四年目は遺された研究書の復元と暗号を解いて、特殊な材料が必要だとわかり自ら採集に出向くことも。
五年目は僕が学園に入学する、しないで父や妃殿下まで巻き込んだ大騒ぎになってしまったり。
六年目は研究を続ける環境をもぎ取ってひたすら実験を繰り返したり。
七年目には形になったと何処からか漏れて、また聖女こそが神に仇なす悪魔なんていう狂信者の撃退に費やした。
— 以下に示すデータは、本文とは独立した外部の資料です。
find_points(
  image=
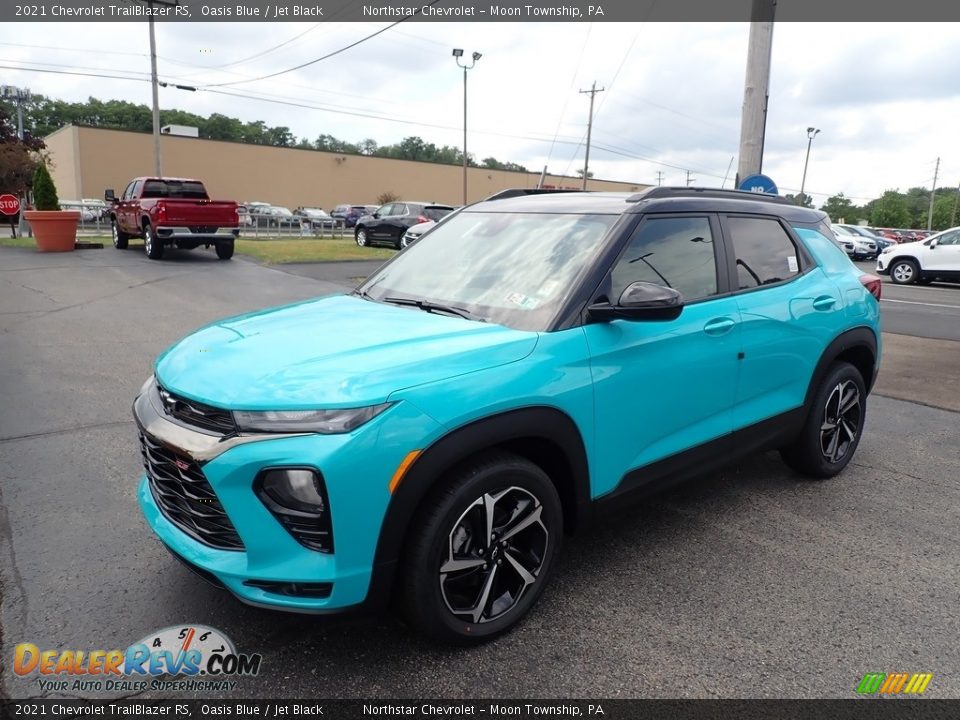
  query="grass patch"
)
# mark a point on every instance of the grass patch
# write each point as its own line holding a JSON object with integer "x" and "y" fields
{"x": 275, "y": 252}
{"x": 270, "y": 252}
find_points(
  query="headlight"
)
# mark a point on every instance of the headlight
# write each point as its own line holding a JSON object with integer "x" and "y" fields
{"x": 146, "y": 385}
{"x": 327, "y": 422}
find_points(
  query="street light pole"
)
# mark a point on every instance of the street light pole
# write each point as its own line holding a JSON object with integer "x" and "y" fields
{"x": 156, "y": 99}
{"x": 458, "y": 53}
{"x": 811, "y": 134}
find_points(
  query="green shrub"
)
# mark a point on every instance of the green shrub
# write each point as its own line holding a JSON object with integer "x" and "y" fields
{"x": 44, "y": 191}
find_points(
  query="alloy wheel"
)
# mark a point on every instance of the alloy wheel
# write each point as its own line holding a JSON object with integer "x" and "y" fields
{"x": 903, "y": 272}
{"x": 495, "y": 552}
{"x": 842, "y": 416}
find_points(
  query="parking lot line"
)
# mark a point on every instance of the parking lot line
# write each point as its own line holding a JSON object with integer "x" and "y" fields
{"x": 915, "y": 302}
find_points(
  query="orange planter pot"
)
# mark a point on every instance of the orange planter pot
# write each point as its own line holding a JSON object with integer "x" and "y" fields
{"x": 54, "y": 230}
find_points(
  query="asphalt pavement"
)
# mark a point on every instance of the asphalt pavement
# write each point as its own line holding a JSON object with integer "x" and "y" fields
{"x": 746, "y": 583}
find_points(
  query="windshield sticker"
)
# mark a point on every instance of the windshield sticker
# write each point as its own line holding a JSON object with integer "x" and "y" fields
{"x": 524, "y": 301}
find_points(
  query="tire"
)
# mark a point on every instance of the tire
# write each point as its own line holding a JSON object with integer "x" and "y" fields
{"x": 834, "y": 426}
{"x": 120, "y": 238}
{"x": 151, "y": 245}
{"x": 225, "y": 250}
{"x": 904, "y": 272}
{"x": 458, "y": 606}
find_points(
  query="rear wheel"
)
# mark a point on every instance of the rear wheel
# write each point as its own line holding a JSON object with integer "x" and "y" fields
{"x": 481, "y": 549}
{"x": 120, "y": 238}
{"x": 904, "y": 272}
{"x": 832, "y": 432}
{"x": 151, "y": 245}
{"x": 225, "y": 250}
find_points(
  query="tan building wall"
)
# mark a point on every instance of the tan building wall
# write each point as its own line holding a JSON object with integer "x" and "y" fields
{"x": 89, "y": 160}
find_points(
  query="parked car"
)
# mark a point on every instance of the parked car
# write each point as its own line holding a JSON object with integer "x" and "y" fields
{"x": 862, "y": 231}
{"x": 172, "y": 212}
{"x": 936, "y": 258}
{"x": 431, "y": 436}
{"x": 389, "y": 223}
{"x": 351, "y": 213}
{"x": 314, "y": 218}
{"x": 413, "y": 233}
{"x": 87, "y": 213}
{"x": 860, "y": 247}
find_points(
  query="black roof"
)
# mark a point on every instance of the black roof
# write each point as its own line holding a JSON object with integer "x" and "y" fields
{"x": 656, "y": 199}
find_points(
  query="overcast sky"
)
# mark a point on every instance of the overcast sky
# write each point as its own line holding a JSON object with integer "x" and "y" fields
{"x": 886, "y": 97}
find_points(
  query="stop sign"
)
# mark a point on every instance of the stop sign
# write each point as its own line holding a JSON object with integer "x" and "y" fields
{"x": 9, "y": 204}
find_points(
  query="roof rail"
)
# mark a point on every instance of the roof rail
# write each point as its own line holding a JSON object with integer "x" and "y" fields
{"x": 518, "y": 192}
{"x": 666, "y": 192}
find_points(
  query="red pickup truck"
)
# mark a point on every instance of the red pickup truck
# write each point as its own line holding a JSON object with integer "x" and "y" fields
{"x": 172, "y": 211}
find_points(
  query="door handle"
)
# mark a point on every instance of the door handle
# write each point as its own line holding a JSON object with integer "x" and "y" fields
{"x": 718, "y": 326}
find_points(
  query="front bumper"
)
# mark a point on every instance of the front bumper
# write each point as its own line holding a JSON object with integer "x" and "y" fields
{"x": 356, "y": 468}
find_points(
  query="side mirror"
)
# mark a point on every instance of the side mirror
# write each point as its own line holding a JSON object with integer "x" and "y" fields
{"x": 641, "y": 301}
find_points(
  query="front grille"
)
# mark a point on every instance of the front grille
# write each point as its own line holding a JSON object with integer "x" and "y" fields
{"x": 184, "y": 496}
{"x": 197, "y": 414}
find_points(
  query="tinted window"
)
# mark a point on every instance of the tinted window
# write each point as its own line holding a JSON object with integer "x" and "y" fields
{"x": 676, "y": 252}
{"x": 436, "y": 213}
{"x": 765, "y": 253}
{"x": 949, "y": 238}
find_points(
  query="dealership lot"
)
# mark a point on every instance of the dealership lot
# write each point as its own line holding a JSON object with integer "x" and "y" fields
{"x": 746, "y": 583}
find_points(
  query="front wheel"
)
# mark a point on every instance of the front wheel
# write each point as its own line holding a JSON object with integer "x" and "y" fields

「…………今だから言えるけれど、本当に大変だったよ」
「そんな一言で済ませられないことを成し遂げたのに。アーシャは謙虚ね」
久しぶりに顔を合わせた友人、ディオラが大人びた笑みを浮かべた。
お互い十七歳、初めて会ってから十年だ。
手紙の交流や外交上の顔合わせもあったけど、今日は完全にプライベートで会えている。
ディオラは王侯貴族が通う学園を卒業して一年、前世の大学に相当する学院に進んでさらに勉学に励んでいた。
ちょうど薬学の権威が引退表明をして趣味に生きるそうで。
そこに才媛と名高いディオラが薬学科の院に入ったため王女としても、研究者としても期待の的だそうだ。
「ディオラは…………あら?」
「まぁ、楽しげな足音」
部屋の外から聞こえる慌ただしい音に、ディオラも笑ってくれるので、僕も叱ることはできない。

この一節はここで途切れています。